Muitos batizados não saberiam mesmo o que testemunhar, infelizmente. O que viram e ouviram de Jesus faz parte das lembranças da sua infância, talvez da juventude. Tudo o que aprenderam ficou congelado no tempo, na linguagem, no sentido, na imaginação. As pessoas cresceram, cada uma pegou o seu rumo na vida, mas Jesus não as acompanhou, ficou fora das suas existências. Talvez não na teoria e nas afirmações verbais sobre a própria fé,  ficou fora de fato. Nas grandes e importantes decisões não estava e não está presente. Jesus ficou mesmo no passado, não no cotidiano. O que deviam testemunhar e viver – a sua fé – ficou esquecida, sem atualidade, sem valor, fora mesmo das suas vidas. Raramente a fé, o mandamento do amor, a oração, foram luzes nas horas importantes da vida. Adulto não brinca mais com os brinquedos de criança. Nós crescemos e temos consciência e responsabilidade de adultos, porém a fé ficou para trás, frágil, dependente, como um bebê. Com uma bagagem cristã tão reduzida é difícil ir para a cidade, entrar na disputa da vida, no meio de tantos clamores e ter a coragem de confrontar-se com tantos ídolos poderosos e fascinantes. Dá para desanimar. É o que muitos fazem; não abertamente. Preferem ficar calados, passar por cegos e mudos, como se nunca tivessem ouvido falar de Jesus e nunca o tivessem conhecido por perto.

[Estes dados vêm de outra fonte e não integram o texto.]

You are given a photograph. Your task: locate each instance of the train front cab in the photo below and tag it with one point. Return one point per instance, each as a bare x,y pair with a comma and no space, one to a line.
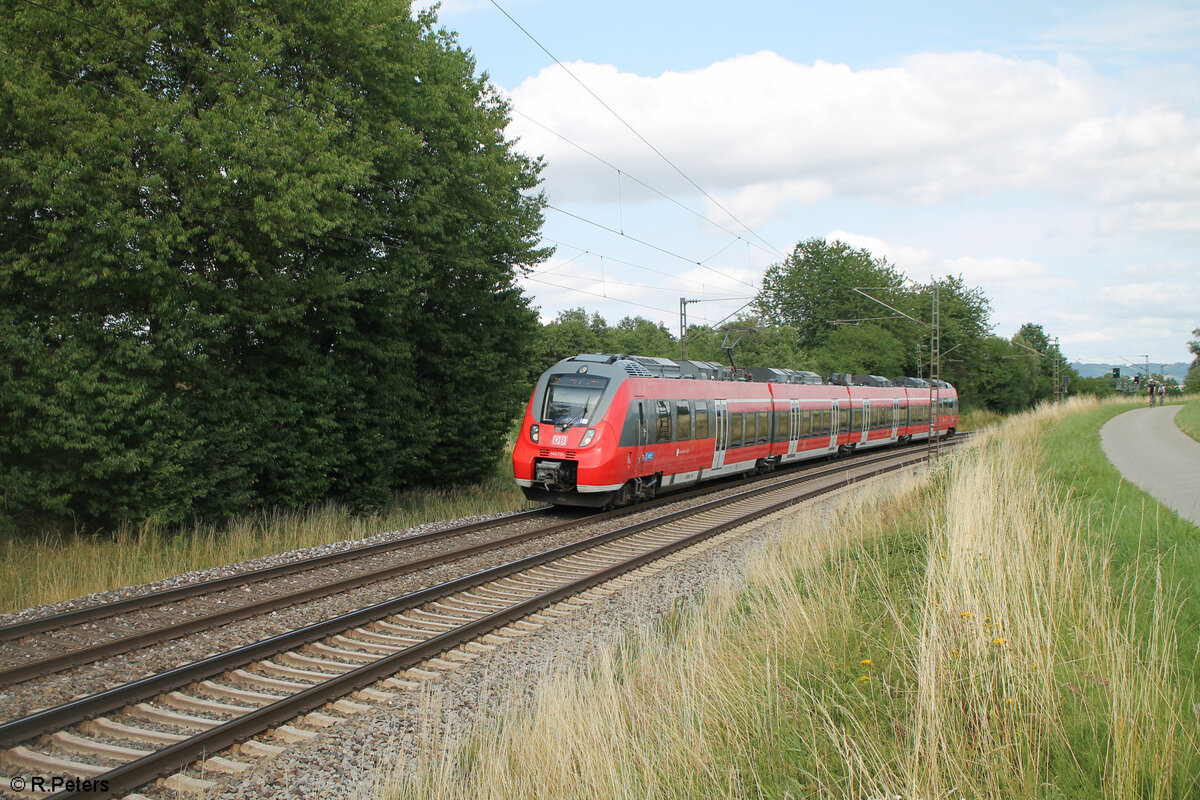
567,445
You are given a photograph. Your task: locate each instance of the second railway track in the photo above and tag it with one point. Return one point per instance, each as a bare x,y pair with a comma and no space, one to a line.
155,727
47,644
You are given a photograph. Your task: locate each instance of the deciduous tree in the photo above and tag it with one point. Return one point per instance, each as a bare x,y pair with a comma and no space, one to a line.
251,253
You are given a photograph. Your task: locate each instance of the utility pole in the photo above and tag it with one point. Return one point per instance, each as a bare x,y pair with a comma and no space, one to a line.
683,325
1057,378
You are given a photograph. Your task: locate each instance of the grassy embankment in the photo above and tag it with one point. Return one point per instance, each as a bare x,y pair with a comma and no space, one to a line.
54,566
51,567
1021,625
1188,419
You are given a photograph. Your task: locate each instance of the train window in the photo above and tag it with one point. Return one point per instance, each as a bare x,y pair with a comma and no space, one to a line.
630,434
701,419
736,429
573,398
664,427
683,420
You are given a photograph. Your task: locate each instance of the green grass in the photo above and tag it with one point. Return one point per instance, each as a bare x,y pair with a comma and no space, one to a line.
1023,625
49,567
1188,419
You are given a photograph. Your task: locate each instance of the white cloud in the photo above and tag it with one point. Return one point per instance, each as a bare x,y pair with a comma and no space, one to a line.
1020,271
760,131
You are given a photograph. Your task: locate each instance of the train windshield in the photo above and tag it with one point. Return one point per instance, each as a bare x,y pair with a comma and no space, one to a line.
573,400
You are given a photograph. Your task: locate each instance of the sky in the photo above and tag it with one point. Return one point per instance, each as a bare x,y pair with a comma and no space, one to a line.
1047,152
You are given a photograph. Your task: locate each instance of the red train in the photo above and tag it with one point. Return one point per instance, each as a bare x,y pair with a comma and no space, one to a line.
610,429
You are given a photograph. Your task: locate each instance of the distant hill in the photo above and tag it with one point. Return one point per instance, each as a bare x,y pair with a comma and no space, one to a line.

Devia ser o contrário. Ir para a cidade para testemunhar Jesus e o seu evangelho, para viver a novidade do Reino, é o sinal que acreditamos que ainda temos muito para anunciar e promover.  Temos algo para dizer, e se nós ficarmos calados e omissos, ninguém mais vai afirmar e defender, bem ali, naquele lugar da cidade. Papel de testemunha é falar sobre o que viu e ouviu. Jesus nos envia para essa missão. Os outros podem acreditar ou não, no entanto as testemunhas verdadeiras não podem desistir. Precisamos de testemunhas adultas na fé, corajosas, convencidas, capazes de comunicar e de serem entendidas no que dizem.

Será que precisamos nós também recorrer a algum truque para encontrarmos essas testemunhas? Acredito que não. Nada de truques ou mentiras. Bastaria ter a coragem de dizer e defender sempre a verdade custe o que custar.